Metabolic derangements are a major complication of severe burn injury and adversely affect the clinical outcome of burn patients. Severe metabolic derangement (aka burn cachexia) is recognized by concomitant hyperlactatemia, hypermetabolism, insulin resistance, and muscle wasting. For years, the predominant assumption has been that insulin resistance drives the development of these metabolic derangements, although the underlying mechanism has never been identified. The currently prescribed insulin-sensitizers (i.e., metformin, thiazolidinediones) produce adverse side effects (e.g., lactic acidosis, edema) in burn patients and therefore new insulin-sensitizers have been awaited. Despite decades of research, however, no new treatments that target stress-induced insulin resistance or metabolic dysfunction have emerged. Hence, new strategies need to be developed. A recent study points to 'protein farnesylation' as a promising new target, but further study is required to clarify the underlying molecular mechanism(s). This study showed that burn increases protein farnesylation and that farnesyltransfrase (FTase) inhibitor (FTI) reverses burn-induced muscle insulin resistance. The explanation for this new concept of burn insulin resistance is the Warburg effect (aka cytopathic hypoxia). The Warburg effect was originally described as the metabolic reprogramming of cancer cells in favor of glycolytic ATP synthesis as opposed to mitochondrial oxidative phosphorylation, even under normoxia. Recently, the Warburg effect has been linked to the inflammatory response, and it has been widely observed in various inflammatory diseases, including critical illness. Preliminary studies showed that burn causes the Warburg effect in mouse muscle as indicated by the induction of hypoxia-inducible factor-1? (HIF-1?) and pyruvate kinase isoform M2 (PKM2), a hallmark of the Warburg effect, as well as by increased aerobic glycolysis under normoxic conditions, all of which can be reversed by FTI. The data in cultured muscle cells also indicated that: (1) HIF-1? expression is sufficient and required for cytokine-induced insulin resistance; and (2) farnesylation of LKB1 (a master kinase in the regulation of metabolism) mediates cytokine- induced HIF-1? expression. Based on these recent studies and preliminary data it is hypothesized that the Warburg effect causes and/or exacerbates insulin resistance in skeletal muscle, which challenges the existing paradigm.

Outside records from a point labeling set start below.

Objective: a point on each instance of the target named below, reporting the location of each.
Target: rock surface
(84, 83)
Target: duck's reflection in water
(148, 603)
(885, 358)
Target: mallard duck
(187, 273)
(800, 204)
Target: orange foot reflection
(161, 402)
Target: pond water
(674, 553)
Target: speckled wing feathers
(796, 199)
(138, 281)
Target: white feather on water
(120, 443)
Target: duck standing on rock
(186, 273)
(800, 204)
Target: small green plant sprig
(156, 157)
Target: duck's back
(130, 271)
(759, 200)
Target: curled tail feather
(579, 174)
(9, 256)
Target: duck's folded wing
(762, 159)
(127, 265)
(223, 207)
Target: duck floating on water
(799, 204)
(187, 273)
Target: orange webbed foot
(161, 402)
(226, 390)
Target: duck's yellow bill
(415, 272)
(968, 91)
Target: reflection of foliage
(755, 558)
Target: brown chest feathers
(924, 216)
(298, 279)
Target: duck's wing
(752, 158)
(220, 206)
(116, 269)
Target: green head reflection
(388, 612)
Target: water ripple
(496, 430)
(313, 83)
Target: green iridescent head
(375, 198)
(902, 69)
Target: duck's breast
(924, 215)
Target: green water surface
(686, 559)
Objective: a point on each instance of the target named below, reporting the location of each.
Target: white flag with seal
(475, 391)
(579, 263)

Aim 1 will test the hypothesis that the burn-induced Warburg effect causes and/or exacerbates insulin resistance in mice.

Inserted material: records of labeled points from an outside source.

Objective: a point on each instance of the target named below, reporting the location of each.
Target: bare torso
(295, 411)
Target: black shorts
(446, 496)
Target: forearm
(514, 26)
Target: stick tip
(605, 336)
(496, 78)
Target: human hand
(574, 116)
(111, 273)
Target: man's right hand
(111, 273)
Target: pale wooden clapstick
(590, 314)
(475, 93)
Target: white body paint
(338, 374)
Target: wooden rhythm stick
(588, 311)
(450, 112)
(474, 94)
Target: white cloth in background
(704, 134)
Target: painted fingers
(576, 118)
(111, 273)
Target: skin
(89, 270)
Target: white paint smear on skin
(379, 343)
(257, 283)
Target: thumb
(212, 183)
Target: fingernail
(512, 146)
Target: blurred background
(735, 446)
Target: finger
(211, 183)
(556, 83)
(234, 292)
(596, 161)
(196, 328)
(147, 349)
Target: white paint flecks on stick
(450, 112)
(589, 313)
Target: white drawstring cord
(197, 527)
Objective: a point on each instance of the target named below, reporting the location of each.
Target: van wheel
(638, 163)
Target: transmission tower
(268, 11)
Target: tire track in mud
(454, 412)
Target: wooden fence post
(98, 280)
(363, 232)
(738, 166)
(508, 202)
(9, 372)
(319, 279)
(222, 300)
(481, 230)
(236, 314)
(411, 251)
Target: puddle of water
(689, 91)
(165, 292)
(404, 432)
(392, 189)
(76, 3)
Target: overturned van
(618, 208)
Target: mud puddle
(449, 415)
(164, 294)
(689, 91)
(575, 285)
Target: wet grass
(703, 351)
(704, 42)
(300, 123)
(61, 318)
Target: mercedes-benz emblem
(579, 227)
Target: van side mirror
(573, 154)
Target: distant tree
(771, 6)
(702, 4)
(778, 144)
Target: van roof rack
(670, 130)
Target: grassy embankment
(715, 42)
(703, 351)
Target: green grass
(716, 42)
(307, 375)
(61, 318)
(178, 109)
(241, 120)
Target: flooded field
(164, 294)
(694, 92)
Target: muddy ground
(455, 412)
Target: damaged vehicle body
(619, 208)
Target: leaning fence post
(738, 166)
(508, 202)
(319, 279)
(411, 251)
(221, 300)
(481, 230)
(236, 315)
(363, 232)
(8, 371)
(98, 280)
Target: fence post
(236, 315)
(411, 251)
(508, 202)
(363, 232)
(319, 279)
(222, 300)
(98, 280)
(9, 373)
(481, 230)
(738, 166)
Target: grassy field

Aim 2 will determine whether pharmacological and genetic inhibition of protein farnesylation reverses or ameliorates the Warburg effect and insulin resistance.

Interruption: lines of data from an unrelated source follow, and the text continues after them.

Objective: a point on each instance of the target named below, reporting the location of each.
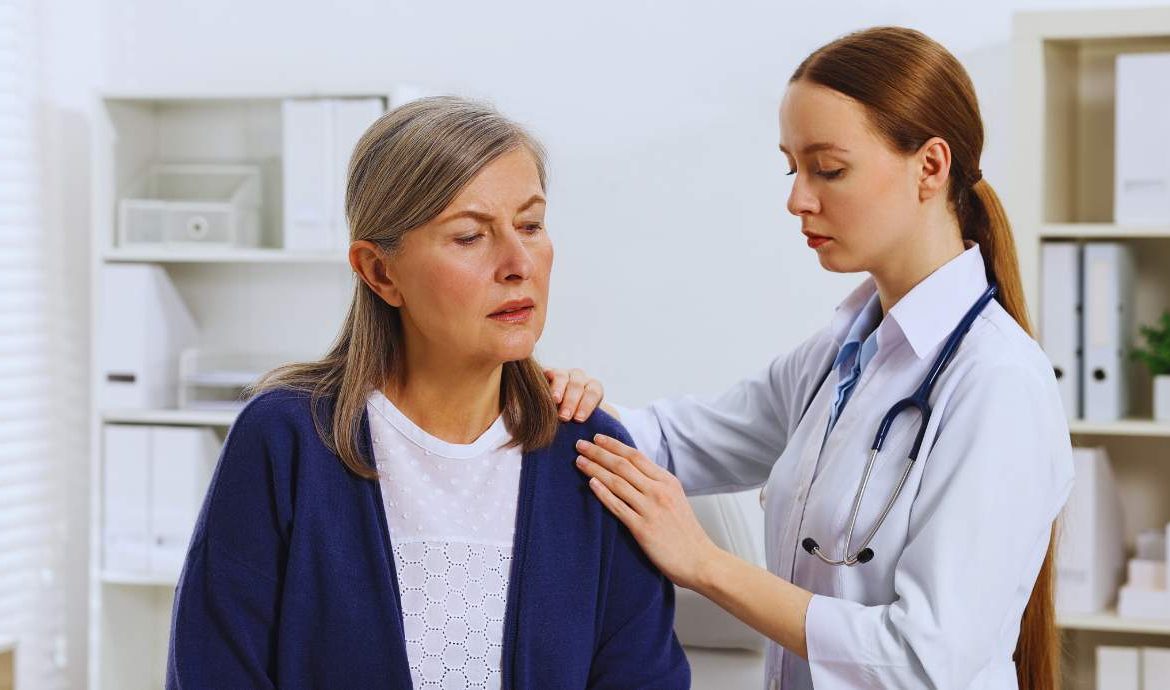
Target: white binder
(1142, 139)
(125, 485)
(153, 484)
(1108, 275)
(318, 138)
(351, 118)
(181, 463)
(1060, 318)
(1119, 668)
(143, 326)
(308, 164)
(1091, 558)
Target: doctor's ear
(371, 263)
(933, 161)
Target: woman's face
(857, 198)
(473, 283)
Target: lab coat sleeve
(637, 646)
(730, 442)
(993, 483)
(225, 615)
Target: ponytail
(983, 220)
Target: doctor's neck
(935, 243)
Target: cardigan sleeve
(637, 646)
(225, 615)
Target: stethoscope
(921, 401)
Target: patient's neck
(455, 404)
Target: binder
(1142, 139)
(1155, 668)
(1108, 275)
(1091, 559)
(1060, 318)
(1119, 668)
(144, 325)
(125, 485)
(318, 137)
(308, 165)
(181, 463)
(351, 118)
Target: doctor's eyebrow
(817, 147)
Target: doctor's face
(857, 198)
(472, 285)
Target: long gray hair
(405, 171)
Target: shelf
(1103, 232)
(1120, 428)
(224, 256)
(138, 579)
(181, 418)
(1110, 622)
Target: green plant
(1156, 354)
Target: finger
(616, 483)
(590, 399)
(573, 392)
(557, 381)
(635, 457)
(616, 463)
(616, 505)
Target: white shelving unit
(255, 299)
(1062, 190)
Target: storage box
(192, 206)
(217, 380)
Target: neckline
(494, 437)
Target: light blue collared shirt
(859, 349)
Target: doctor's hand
(576, 393)
(649, 502)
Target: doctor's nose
(802, 201)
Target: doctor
(882, 571)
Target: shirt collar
(928, 312)
(933, 308)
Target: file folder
(1091, 559)
(351, 118)
(125, 485)
(143, 326)
(1108, 275)
(1060, 318)
(1142, 139)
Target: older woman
(405, 512)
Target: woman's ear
(934, 167)
(371, 263)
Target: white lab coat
(940, 605)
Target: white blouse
(940, 604)
(452, 513)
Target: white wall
(678, 268)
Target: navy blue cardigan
(289, 581)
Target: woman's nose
(802, 200)
(515, 261)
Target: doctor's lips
(515, 311)
(816, 240)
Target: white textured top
(452, 513)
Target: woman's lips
(516, 316)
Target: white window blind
(32, 517)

Aim 3 will test the hypothesis that farnesylation of LKB1 mediates the burn-induced Warburg effect and muscle insulin resistance in mice. This project is designed to determine whether the Warburg effect is an appropriate target for reversing burn-induced insulin resistance and metabolic disturbance. This research is expected to provide the scientific basis for a clinical trial of tipifarnib, a farnesyltransferase inhibitor (FTI), in burn patients.
Metabolic alterations are a major complication of severe burn injury and interfere with wound healing and recovery of burn patients. These metabolic alterations include elevated blood glucose and lactic acid levels, and muscle wasting. The proposed studies will test the effectiveness of using a drug called as farnesylation inhibitor (used in cancer treatment) to reverse metabolic dysfunction induced by burn injury in mice. The data will be used to judge the merit of pursuing clinical testing for this treatment in burn patiens.